You are now 2 years old, and what a day it’s been here! I think God knew we would need lots of activity and gave us the gift of good news on your special day. We received confirmation of travel dates and our plane tickets are now officially purchased! This means we fly out of the U.S. on Dec. 11th and will see your sweet face for the first time in China on Dec. 15th!!! This news, gave us so much joy today. We will return to the U.S. on December 27th with a brand new American citizen! YOU!!
I wonder what today meant for you….did you smile or laugh? Did you sing songs or get to have the cake we were hoping would be sent to you….we just don’t know. But we do know there’s a whole lot of love waiting for you, and when we see you we will celebrate the gift of you.
I can’t help but wonder what this day held 2 short years ago for you, and your birth mom. I wonder if she felt sorrow and loss today. If we could stand face to face, I would hug her while shedding tears of thanksgiving. She made what was most likely the hardest choice of her life….to give you life. I’m so thankful your life was spared and that God chose our hearts to be knit together long ago. We wont forget your birth mom, and I pray for her this evening….wherever she is. We love her, because you are a piece of her. I pray somehow she would know you are loved, and that she is loved by our heavenly Father.
And like the familiar adoption quote says….you didn’t grow in my tummy, but you most certainly grew in my heart. Our hearts have been aching for you for a long time. It’s almost hard to believe we get to see you in a few weeks!
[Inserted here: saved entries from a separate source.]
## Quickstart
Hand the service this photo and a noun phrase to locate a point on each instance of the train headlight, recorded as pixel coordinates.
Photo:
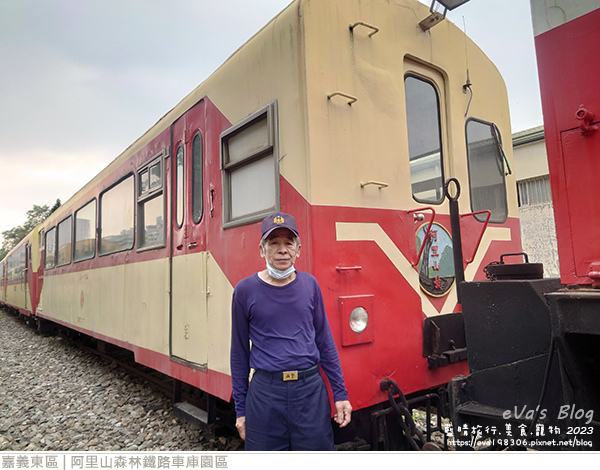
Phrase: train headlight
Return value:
(359, 318)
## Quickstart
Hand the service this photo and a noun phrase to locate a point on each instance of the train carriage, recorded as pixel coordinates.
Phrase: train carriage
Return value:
(346, 114)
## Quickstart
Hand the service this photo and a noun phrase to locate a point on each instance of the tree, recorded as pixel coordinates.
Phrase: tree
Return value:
(35, 216)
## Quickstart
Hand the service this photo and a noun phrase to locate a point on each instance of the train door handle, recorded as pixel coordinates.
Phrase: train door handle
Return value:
(212, 200)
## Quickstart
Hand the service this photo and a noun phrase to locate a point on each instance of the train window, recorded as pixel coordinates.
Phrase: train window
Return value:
(486, 170)
(424, 140)
(50, 258)
(17, 264)
(197, 163)
(151, 205)
(179, 186)
(64, 242)
(85, 232)
(117, 217)
(250, 168)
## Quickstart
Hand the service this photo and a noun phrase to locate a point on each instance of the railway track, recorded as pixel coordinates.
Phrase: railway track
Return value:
(67, 392)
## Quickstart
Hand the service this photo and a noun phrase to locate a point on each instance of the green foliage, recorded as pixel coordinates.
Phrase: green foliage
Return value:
(35, 216)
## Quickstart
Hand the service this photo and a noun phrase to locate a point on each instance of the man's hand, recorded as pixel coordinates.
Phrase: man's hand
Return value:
(344, 411)
(240, 425)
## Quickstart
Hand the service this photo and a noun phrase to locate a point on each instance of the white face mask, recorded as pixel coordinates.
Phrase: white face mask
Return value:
(277, 274)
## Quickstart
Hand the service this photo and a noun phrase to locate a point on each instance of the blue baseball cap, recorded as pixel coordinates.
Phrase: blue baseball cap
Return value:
(278, 220)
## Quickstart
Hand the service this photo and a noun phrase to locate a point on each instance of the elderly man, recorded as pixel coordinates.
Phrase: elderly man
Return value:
(280, 310)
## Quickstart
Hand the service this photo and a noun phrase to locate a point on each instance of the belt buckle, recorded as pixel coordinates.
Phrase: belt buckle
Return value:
(290, 375)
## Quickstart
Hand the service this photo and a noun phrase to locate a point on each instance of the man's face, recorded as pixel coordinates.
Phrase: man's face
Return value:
(280, 249)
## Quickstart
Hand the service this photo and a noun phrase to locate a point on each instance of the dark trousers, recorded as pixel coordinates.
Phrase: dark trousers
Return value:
(294, 415)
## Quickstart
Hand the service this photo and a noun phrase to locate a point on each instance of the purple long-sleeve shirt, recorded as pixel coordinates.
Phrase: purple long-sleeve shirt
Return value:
(289, 330)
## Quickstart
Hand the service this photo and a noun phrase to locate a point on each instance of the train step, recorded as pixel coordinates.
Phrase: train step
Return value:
(190, 413)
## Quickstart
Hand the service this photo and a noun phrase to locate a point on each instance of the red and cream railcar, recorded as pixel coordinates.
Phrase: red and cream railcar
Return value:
(344, 113)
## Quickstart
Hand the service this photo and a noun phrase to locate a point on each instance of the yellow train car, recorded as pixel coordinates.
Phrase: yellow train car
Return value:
(345, 114)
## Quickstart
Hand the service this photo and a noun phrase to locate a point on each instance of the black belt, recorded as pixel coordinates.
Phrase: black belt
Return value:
(288, 375)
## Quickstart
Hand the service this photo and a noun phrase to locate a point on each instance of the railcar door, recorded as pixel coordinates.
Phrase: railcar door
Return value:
(189, 293)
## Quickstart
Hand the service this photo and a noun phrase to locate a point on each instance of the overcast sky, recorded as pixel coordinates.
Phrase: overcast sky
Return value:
(81, 80)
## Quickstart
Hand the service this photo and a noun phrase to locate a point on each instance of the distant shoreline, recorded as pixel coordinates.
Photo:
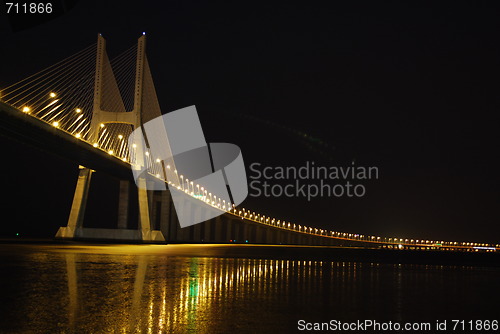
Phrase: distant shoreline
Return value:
(254, 251)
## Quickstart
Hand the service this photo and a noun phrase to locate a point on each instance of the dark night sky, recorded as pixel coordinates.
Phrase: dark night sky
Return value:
(410, 88)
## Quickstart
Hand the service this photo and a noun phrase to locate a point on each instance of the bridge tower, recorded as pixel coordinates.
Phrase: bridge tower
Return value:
(108, 107)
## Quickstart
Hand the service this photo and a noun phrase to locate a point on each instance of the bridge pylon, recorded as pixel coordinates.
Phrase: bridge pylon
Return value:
(108, 107)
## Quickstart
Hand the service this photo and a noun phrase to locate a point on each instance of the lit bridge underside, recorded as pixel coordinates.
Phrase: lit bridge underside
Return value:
(53, 110)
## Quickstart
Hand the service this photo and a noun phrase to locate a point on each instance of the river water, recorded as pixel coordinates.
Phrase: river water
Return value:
(66, 288)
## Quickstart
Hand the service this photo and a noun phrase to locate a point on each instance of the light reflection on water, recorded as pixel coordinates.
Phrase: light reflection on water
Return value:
(68, 290)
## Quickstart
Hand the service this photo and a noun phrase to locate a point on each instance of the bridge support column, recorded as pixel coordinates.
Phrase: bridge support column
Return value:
(123, 204)
(77, 212)
(218, 229)
(229, 232)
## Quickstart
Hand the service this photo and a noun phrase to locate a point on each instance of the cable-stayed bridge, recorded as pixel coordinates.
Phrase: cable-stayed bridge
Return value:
(86, 106)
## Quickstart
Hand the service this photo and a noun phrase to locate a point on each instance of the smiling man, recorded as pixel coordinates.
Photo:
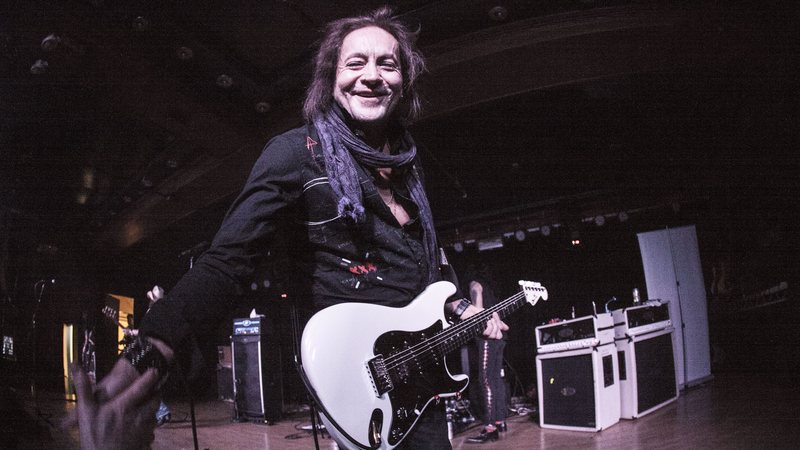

We miss you even more today, but will celebrate this special day when we meet, and have lots of celebrations in the years to come! What a special Christmas present God has given us this year…..One with big brown eyes (that we think already have a ornery look) and a sweet little grin.
We love you Elyana….
Happy Birthday from your family.
This is how I know I will feel when I hold you for the first time. I don’t know how many times I”ve listened to this song since I saw your face.
“The things that used to matter, they don’t matter to me…..my heart aches, so full it is about to break….you make me believe in love….I could never count all the ways that you change me….baby.”